Migrant labourers have disposable income which could lead to multiple partners once they are in South Africa. The men also irregularly use condoms, especially with their wives in Zimbabwe, a Southern African Regional Poverty Network (SARPN) report titled Mobility and HIV/AIDS in Southern Africa noted.

Zimbabwe s economic crisis has seen millions flee the country in search of jobs abroad and in neighbouring countries. While the government last year announced a drop in the number of HIV/AIDS statistics, the U.N. Development Programme (UNDP) together with the WHO said this could be because immigration had made it difficult to adequately trace infection trends.

In 2007, the Zimbabwean health ministry said HIV prevalence had fallen to 15.6 percent from 18.1 percent in 2005 and 24.6 percent in 2003, but these gains are yet to be reflected in rural communities.

James McGee, U.S. ambassador to Zimbabwe, told journalists in Bulawayo the decline could be the result of mistaken attribution of deaths to natural causes and the inability to identify new diseases amidst such high mortality rates.

The opposition Movement for Democratic Change-controlled Bulawayo city council has begun to invite the ire of authorities for reporting that it is running out of burial space because of the high incidence of HIV/AIDS related deaths.

Maria Guyu, an official with a faith-based NGO working in rural Tsholotsho said the continued immigration of young men and women was worsening the spread of HIV/AIDS. Rural communities were especially bearing the brunt of the problem as they also lacked critical resources to deal with the crisis, Guyu said.

There are no drugs and anti-retrovirals are unheard of here, Guyu stressed. There are also no medical personnel as young nurses and doctors do not want to work in rural areas. We rely on missionary doctors but this is not enough. Patients need food, but though we have seen enough rains, villagers are starving.

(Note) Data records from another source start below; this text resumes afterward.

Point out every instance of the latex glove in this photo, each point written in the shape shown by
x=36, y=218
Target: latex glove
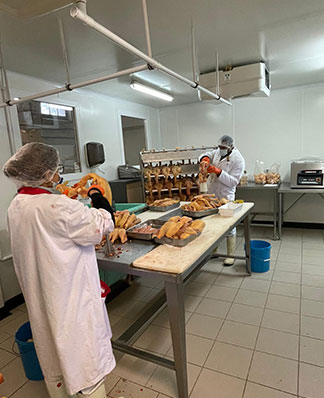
x=95, y=188
x=215, y=170
x=204, y=163
x=205, y=159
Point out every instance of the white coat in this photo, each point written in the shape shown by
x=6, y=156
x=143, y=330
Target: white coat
x=232, y=168
x=52, y=240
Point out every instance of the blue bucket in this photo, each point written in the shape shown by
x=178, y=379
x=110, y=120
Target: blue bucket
x=28, y=353
x=260, y=255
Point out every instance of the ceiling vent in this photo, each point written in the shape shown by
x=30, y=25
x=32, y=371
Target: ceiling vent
x=241, y=81
x=26, y=9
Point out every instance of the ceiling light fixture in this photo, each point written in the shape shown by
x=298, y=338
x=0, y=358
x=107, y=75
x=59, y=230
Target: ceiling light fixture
x=151, y=91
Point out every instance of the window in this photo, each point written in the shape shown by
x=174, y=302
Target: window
x=52, y=124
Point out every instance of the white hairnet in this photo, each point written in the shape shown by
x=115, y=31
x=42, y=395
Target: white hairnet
x=227, y=141
x=33, y=164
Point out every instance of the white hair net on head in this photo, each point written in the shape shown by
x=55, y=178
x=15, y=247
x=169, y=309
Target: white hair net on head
x=33, y=164
x=227, y=141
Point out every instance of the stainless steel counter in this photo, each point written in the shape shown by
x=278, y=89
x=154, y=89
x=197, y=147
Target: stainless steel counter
x=173, y=297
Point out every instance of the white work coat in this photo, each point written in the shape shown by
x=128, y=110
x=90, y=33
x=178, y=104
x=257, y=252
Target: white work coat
x=52, y=241
x=232, y=168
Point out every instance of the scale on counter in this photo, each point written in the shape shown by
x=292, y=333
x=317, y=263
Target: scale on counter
x=307, y=173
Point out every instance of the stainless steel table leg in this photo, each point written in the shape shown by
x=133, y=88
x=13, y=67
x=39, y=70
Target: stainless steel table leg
x=275, y=215
x=247, y=244
x=175, y=301
x=280, y=214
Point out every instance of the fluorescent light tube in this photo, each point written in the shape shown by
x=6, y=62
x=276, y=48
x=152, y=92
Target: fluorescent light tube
x=151, y=91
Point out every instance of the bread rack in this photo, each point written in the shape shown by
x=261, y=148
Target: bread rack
x=187, y=159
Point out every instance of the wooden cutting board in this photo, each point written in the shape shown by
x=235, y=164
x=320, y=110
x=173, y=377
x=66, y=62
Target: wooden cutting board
x=166, y=258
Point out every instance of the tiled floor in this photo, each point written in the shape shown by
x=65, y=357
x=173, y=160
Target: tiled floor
x=247, y=337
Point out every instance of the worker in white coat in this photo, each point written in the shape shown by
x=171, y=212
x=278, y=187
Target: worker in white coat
x=225, y=166
x=52, y=241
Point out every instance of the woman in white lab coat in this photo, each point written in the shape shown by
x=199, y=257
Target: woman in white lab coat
x=52, y=241
x=225, y=166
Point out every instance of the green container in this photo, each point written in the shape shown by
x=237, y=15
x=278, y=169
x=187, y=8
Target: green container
x=132, y=207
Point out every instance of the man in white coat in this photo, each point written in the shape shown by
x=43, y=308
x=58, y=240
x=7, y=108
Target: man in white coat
x=225, y=166
x=52, y=241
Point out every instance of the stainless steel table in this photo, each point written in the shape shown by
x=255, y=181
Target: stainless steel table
x=285, y=189
x=275, y=213
x=173, y=297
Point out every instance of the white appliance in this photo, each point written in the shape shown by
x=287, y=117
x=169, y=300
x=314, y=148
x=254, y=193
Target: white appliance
x=247, y=80
x=307, y=173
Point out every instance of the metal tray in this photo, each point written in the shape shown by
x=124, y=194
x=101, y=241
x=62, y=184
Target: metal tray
x=137, y=235
x=176, y=242
x=199, y=214
x=164, y=208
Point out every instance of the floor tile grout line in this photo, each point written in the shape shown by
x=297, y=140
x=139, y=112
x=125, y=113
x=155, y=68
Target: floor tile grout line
x=300, y=321
x=202, y=367
x=19, y=388
x=9, y=362
x=119, y=378
x=258, y=334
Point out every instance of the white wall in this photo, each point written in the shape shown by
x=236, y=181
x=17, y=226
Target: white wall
x=98, y=119
x=134, y=143
x=287, y=125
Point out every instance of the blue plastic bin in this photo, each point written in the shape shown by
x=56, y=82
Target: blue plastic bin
x=28, y=353
x=260, y=255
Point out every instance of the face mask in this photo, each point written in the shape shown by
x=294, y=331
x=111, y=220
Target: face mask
x=223, y=152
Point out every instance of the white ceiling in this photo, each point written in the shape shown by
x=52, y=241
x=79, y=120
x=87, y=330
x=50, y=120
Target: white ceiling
x=287, y=34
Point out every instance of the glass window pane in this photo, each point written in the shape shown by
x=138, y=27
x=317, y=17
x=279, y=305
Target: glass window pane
x=52, y=124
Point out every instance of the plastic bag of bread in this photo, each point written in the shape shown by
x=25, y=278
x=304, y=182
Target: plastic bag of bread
x=259, y=173
x=273, y=175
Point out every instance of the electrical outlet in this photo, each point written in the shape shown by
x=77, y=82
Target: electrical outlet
x=227, y=76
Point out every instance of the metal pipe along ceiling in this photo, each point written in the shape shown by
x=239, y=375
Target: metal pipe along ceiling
x=70, y=87
x=79, y=12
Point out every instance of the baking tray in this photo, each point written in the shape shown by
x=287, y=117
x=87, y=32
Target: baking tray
x=199, y=214
x=142, y=236
x=176, y=242
x=164, y=208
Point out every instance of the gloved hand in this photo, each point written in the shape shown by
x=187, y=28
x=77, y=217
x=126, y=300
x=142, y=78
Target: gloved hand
x=215, y=170
x=205, y=159
x=204, y=163
x=95, y=193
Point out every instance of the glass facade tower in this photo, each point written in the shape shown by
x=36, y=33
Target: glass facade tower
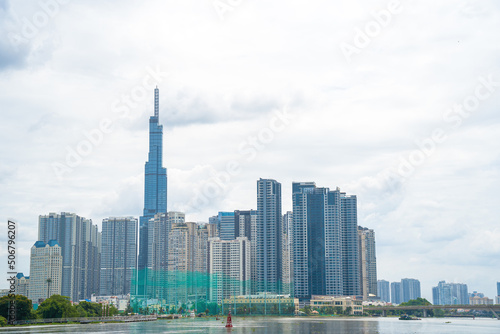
x=155, y=182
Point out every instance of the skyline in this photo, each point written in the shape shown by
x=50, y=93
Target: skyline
x=227, y=81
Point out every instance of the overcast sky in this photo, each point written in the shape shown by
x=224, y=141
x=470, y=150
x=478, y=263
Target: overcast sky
x=340, y=93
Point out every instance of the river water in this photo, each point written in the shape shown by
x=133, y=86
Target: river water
x=281, y=325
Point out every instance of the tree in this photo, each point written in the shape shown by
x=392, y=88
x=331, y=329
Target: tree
x=24, y=307
x=57, y=306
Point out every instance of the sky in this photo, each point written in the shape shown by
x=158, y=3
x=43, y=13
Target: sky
x=396, y=102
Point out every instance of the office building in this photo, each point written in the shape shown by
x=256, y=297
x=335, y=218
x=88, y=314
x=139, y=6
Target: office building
x=80, y=243
x=46, y=265
x=396, y=293
x=229, y=268
x=368, y=262
x=450, y=294
x=325, y=242
x=155, y=182
x=268, y=236
x=383, y=291
x=118, y=255
x=410, y=289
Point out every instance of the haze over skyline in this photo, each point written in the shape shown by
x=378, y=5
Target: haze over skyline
x=287, y=90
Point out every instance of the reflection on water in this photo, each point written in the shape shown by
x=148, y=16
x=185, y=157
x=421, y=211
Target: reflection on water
x=280, y=325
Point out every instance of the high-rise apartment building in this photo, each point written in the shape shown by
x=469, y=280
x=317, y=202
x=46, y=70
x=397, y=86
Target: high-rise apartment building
x=368, y=262
x=268, y=236
x=383, y=291
x=22, y=285
x=118, y=255
x=410, y=289
x=46, y=263
x=176, y=217
x=450, y=294
x=229, y=268
x=155, y=183
x=80, y=243
x=325, y=242
x=396, y=293
x=286, y=253
x=226, y=225
x=350, y=251
x=246, y=226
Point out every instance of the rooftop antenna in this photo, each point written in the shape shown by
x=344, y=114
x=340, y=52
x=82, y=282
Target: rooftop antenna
x=157, y=102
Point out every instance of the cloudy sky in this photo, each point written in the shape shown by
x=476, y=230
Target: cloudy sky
x=395, y=102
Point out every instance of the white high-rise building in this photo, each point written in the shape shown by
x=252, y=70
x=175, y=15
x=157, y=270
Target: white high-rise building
x=229, y=267
x=119, y=255
x=45, y=271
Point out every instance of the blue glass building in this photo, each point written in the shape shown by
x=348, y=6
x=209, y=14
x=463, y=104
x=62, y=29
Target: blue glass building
x=155, y=182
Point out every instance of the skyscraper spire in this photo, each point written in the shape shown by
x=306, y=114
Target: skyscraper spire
x=157, y=102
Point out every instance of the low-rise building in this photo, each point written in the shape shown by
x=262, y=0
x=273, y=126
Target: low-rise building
x=356, y=306
x=261, y=303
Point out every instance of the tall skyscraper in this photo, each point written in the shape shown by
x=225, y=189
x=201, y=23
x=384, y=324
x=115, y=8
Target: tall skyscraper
x=287, y=247
x=229, y=268
x=118, y=255
x=155, y=182
x=350, y=251
x=450, y=294
x=45, y=270
x=80, y=244
x=383, y=291
x=368, y=262
x=410, y=289
x=268, y=236
x=396, y=293
x=325, y=242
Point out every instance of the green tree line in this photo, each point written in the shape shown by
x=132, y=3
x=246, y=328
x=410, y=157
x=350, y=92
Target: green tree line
x=54, y=307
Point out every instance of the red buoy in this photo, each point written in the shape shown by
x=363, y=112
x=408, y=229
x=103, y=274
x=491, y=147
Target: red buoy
x=229, y=323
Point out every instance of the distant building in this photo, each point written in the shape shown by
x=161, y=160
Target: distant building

Health workers here say that there is an ever present reluctance among partners that condoms cannot be used by couples who despite being separated for long periods feel the introduction of condoms implies one of them has been unfaithful.

It is frustrating because while everyone seems to know young people especially who leave the country have sexual relations as seen by the growing number of deaths to HIV/AIDS, there is resistance to the use of condoms, a nurse working in Tsholotsho told IPS.

What can we do? We try our best but the greatest challenge has always been trying to convince people to change their sexual habits, the nurse said, asking that her name not be used for fear that she may lose her job. The immigration of the young people has only made it worse, she said.